Children are way overrated (and underrated) for what they can understand.  CPS 
workers, who are obviously people trained in developmental stages and family 
dynamics, will never interview a child without first asking him/her what's a 
truth, what's a lie.  That's why I used the real life example of my 2-year old 
niece saying please don't die mommy when my sister-in-law said "I'm dying, it's 
so hot in here."  The 2-year old took it literally.  I once had a friend who 
thought his kid was brilliant because at dinner the kid (also about 2), while 
the mother was serving, said "hurry".  Clearly, to his credit my friend 
understood that "hurry" is an abstract idea for a child.  However, children are 
great parrots.  They speak much better than they understand.  It's very 
possible, and probably likely, the child was simply using a word he had heard 
before without necessarily understanding the ramifications of it.  Or he was 
just brilliant, that's
 certainly a possibility.  Another example of not necessarily abstract 
reasoning but of cryptic motivation, is after the Scotland shootings at the 
school, the children reenacted the shooting.  Bizarre, until it was realized 
that that's how the children were processing the tragedy.  An onlooker might 
say gee, they thought it was a source of entertainment.  No.  They were simply 
working it through psychologically in their own way.  Veering a bit off the 
subject here, but years ago I made the argument that the Godzilla movies were 
efforts to process the nuclear attacks by the Japanese people.  The 
Japanese made one Godzilla movie after another until they no longer needed to.
 
That's what annoys me about movies like "Home Alone" and the commercials with 
the talking babies.  They spread false ideas about what children can and cannot 
understand, leading to even worse caretaking ultimately.  Again a bit off the 
subject, but maybe it's the incongruity of the powerless having power that's 
the source of the humor?  Humor as a way of feeling superior?  Funny or not, 
ultimately they do not further understanding of how children think or don't 
think.

I hope I made myself clearer this time.  Still working on that abstract 
reasoning myself...

Andy


________________________________
From: Robert Paul <rpaul@xxxxxxxx>
To: lit-ideas@xxxxxxxxxxxxx 
Sent: Tuesday, March 13, 2012 10:56 PM
Subject: [lit-ideas] Re: The Order of Aurality [children and color words]

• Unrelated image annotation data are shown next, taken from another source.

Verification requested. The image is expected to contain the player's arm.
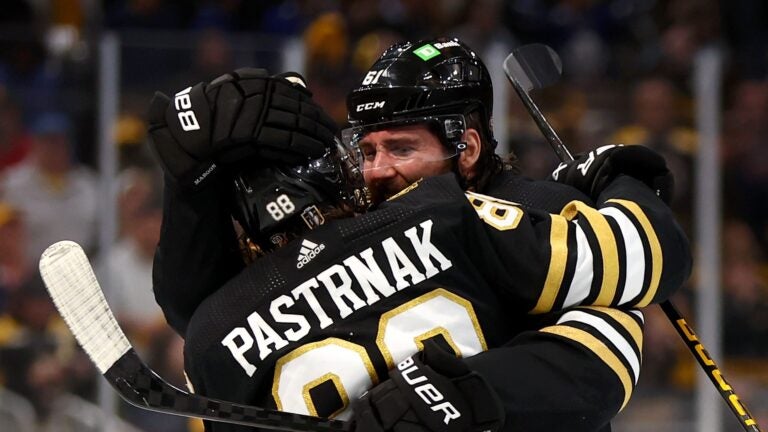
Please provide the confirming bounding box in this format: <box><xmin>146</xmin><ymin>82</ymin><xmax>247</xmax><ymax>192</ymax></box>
<box><xmin>353</xmin><ymin>307</ymin><xmax>643</xmax><ymax>432</ymax></box>
<box><xmin>464</xmin><ymin>307</ymin><xmax>643</xmax><ymax>432</ymax></box>
<box><xmin>148</xmin><ymin>68</ymin><xmax>336</xmax><ymax>335</ymax></box>
<box><xmin>467</xmin><ymin>147</ymin><xmax>691</xmax><ymax>314</ymax></box>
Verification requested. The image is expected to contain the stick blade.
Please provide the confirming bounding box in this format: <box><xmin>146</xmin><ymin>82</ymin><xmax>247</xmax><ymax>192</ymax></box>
<box><xmin>504</xmin><ymin>43</ymin><xmax>563</xmax><ymax>91</ymax></box>
<box><xmin>40</xmin><ymin>240</ymin><xmax>131</xmax><ymax>374</ymax></box>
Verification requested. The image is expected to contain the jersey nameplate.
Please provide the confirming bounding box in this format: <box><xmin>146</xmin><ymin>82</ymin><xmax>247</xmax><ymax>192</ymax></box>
<box><xmin>221</xmin><ymin>219</ymin><xmax>453</xmax><ymax>376</ymax></box>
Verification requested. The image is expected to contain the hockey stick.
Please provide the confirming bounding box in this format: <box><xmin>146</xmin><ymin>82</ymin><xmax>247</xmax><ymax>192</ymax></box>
<box><xmin>504</xmin><ymin>44</ymin><xmax>761</xmax><ymax>432</ymax></box>
<box><xmin>40</xmin><ymin>241</ymin><xmax>351</xmax><ymax>432</ymax></box>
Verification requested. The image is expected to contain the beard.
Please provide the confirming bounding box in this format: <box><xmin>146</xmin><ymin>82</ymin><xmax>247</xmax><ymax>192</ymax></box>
<box><xmin>368</xmin><ymin>180</ymin><xmax>410</xmax><ymax>205</ymax></box>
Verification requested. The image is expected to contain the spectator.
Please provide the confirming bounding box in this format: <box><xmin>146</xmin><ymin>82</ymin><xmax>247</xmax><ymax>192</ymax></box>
<box><xmin>0</xmin><ymin>89</ymin><xmax>32</xmax><ymax>173</ymax></box>
<box><xmin>723</xmin><ymin>220</ymin><xmax>768</xmax><ymax>358</ymax></box>
<box><xmin>97</xmin><ymin>168</ymin><xmax>165</xmax><ymax>349</ymax></box>
<box><xmin>610</xmin><ymin>77</ymin><xmax>696</xmax><ymax>221</ymax></box>
<box><xmin>0</xmin><ymin>109</ymin><xmax>98</xmax><ymax>262</ymax></box>
<box><xmin>0</xmin><ymin>201</ymin><xmax>33</xmax><ymax>314</ymax></box>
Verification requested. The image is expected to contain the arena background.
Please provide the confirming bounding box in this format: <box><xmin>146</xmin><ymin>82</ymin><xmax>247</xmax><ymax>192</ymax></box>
<box><xmin>0</xmin><ymin>0</ymin><xmax>768</xmax><ymax>432</ymax></box>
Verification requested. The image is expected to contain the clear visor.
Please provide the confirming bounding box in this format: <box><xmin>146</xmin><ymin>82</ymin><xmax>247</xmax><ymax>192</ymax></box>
<box><xmin>341</xmin><ymin>114</ymin><xmax>467</xmax><ymax>172</ymax></box>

I think abstract reasoning kicks in about at about age seven or so.  Does a 
child that young even know colors?  
Andy: I don't know why you picked these ages; that is, what sources you used.

Most children know some things about colors, e.g. the typical colors of 
familiar objects, between 2 and 3, although they often 
make mistakes about some colors 'in the abstract,' (where the color is not the 
color of a familiar thing—the sky, grass, the family dog).
But there's no such thing as 'knowing colors' tout court. There's a fairly 
complex route from knowing the colors of a child's wooden
blocks to seeing the colors, gradations of colors, and colors for which we have 
no ready-made names, in Jackson Pollock's 'Lavender
Mist,' in the National Gallery:

http://www.nga.gov/feature/pollock/painting1.shtm

'Abstract reasoning.' begins much earlier than 'about seven or so.'

At least two or three years earlier, in many cases—here, I speak from 
experience, pace Hume.

Julie is right to wonder about your original claims.